READ MORE: The 19 Most Stunning Movie Covers By the Criterion Collection

There may be many a milestone to hit before 2016, but The Criterion Collection is moving ahead into the new year with full force by announcing the five titles that will be added to DVD and Blu-ray come February of next year. 

With the addition of the iconic coming-of-age comedy-drama “The Graduate,” the late Mike Nichols will finally be joining Criterion for the very first time. Additionally, the company is responding to some of the biggest cinephile requests they’ve ever gotten by bringing the two-part Swedish masterpiece “The Emigrants”/”The New Land” to their library, marking its first-ever home video release in the United Sates. Other notable titles include Charlie Chaplin’s debut feature “The Kid” and Nagisa Oshima’s surreal black comedy “Death by Hanging.”

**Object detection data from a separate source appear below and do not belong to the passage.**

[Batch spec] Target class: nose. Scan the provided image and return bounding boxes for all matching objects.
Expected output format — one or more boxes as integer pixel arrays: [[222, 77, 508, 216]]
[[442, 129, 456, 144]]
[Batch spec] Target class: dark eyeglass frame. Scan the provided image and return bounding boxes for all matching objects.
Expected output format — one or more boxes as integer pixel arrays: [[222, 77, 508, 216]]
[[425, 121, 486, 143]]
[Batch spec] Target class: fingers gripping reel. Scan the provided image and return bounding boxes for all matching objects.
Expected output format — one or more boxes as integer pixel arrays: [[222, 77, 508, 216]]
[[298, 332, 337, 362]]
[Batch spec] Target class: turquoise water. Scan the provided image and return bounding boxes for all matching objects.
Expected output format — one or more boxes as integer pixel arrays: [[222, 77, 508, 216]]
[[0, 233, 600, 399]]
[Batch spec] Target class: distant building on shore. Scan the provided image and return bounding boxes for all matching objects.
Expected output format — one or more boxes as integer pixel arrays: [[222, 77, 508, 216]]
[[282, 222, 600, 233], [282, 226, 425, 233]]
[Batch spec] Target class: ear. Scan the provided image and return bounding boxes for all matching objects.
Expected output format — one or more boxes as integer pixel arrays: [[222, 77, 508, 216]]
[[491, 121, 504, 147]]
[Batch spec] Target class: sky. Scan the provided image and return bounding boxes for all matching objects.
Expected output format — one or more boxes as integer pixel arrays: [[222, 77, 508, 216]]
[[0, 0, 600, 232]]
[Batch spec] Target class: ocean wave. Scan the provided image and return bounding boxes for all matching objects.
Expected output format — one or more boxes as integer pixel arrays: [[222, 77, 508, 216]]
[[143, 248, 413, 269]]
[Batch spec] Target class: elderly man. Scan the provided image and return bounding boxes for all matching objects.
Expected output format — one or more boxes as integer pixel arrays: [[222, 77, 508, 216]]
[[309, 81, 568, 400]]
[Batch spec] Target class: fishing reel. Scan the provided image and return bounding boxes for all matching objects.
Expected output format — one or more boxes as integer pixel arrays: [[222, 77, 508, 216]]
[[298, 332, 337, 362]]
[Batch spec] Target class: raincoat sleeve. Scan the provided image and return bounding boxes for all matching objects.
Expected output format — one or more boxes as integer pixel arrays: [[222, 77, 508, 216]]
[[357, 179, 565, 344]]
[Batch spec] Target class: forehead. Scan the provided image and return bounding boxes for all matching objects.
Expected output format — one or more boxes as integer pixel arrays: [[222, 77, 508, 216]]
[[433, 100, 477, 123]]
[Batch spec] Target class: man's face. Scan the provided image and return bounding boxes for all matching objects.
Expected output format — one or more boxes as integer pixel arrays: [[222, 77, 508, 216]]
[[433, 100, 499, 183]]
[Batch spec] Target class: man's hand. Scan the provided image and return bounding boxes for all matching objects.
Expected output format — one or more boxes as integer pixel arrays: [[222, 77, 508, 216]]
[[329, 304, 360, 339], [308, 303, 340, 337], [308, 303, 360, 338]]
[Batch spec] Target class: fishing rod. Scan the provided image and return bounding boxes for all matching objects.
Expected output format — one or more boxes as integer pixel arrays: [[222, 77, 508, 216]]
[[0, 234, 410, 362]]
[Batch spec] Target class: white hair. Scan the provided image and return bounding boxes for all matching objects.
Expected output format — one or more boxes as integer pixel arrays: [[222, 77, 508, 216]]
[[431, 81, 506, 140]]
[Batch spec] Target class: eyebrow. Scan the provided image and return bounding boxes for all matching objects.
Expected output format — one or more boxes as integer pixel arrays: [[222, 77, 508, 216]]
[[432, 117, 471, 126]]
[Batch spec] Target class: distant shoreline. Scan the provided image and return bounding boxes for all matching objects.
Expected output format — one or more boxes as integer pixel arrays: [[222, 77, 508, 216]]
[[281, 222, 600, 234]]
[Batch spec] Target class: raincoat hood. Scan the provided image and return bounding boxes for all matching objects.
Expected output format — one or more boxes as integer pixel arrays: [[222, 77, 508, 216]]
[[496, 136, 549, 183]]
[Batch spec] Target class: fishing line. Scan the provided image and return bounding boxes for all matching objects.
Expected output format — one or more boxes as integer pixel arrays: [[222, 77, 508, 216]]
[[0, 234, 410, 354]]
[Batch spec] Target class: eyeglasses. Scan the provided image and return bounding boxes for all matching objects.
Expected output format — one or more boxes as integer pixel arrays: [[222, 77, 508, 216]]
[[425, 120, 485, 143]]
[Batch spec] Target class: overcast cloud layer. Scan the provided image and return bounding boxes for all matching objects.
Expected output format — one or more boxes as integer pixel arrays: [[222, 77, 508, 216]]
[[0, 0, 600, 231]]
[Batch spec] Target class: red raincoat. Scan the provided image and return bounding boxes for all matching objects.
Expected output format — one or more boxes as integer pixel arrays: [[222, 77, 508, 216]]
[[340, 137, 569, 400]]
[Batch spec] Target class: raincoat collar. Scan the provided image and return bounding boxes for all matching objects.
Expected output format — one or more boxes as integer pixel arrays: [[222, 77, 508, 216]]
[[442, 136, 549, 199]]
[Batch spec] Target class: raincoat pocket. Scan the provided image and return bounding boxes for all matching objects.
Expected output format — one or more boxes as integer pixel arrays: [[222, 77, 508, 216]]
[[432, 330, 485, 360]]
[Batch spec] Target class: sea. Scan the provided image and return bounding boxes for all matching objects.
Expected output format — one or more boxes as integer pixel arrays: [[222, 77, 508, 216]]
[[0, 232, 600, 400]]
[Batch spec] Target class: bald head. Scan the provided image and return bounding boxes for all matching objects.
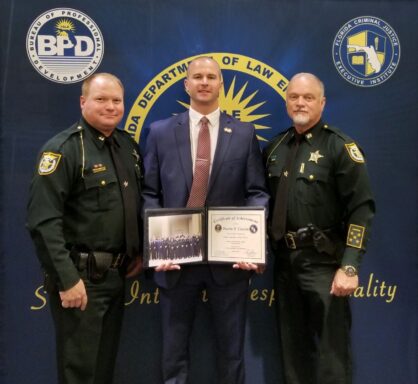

Below are all five titles hitting Criterion in February 2016, complete with synopses and special features. Information provided by Criterion. 

“Death By Hanging”
Genius provocateur Nagisa Oshima, an influential figure in the Japanese New Wave of the 1960s, made one of his most startling political statements with this compelling pitch-black satire. In this macabre farce, a Korean man is sentenced to death in Japan but survives his execution, sending the authorities into a panic about what to do next. At once disturbing and oddly amusing, Oshima’s constantly surprising film is a subversive and surreal indictment of both capital punishment and the treatment of Korean immigrants in his country. Special features include a restored 4k digital transfer, an interview with critic Tony Rayns and a high-definition digital transfer of Oshima’s 1965 experimental short documentary, “Diary of Yunbogi”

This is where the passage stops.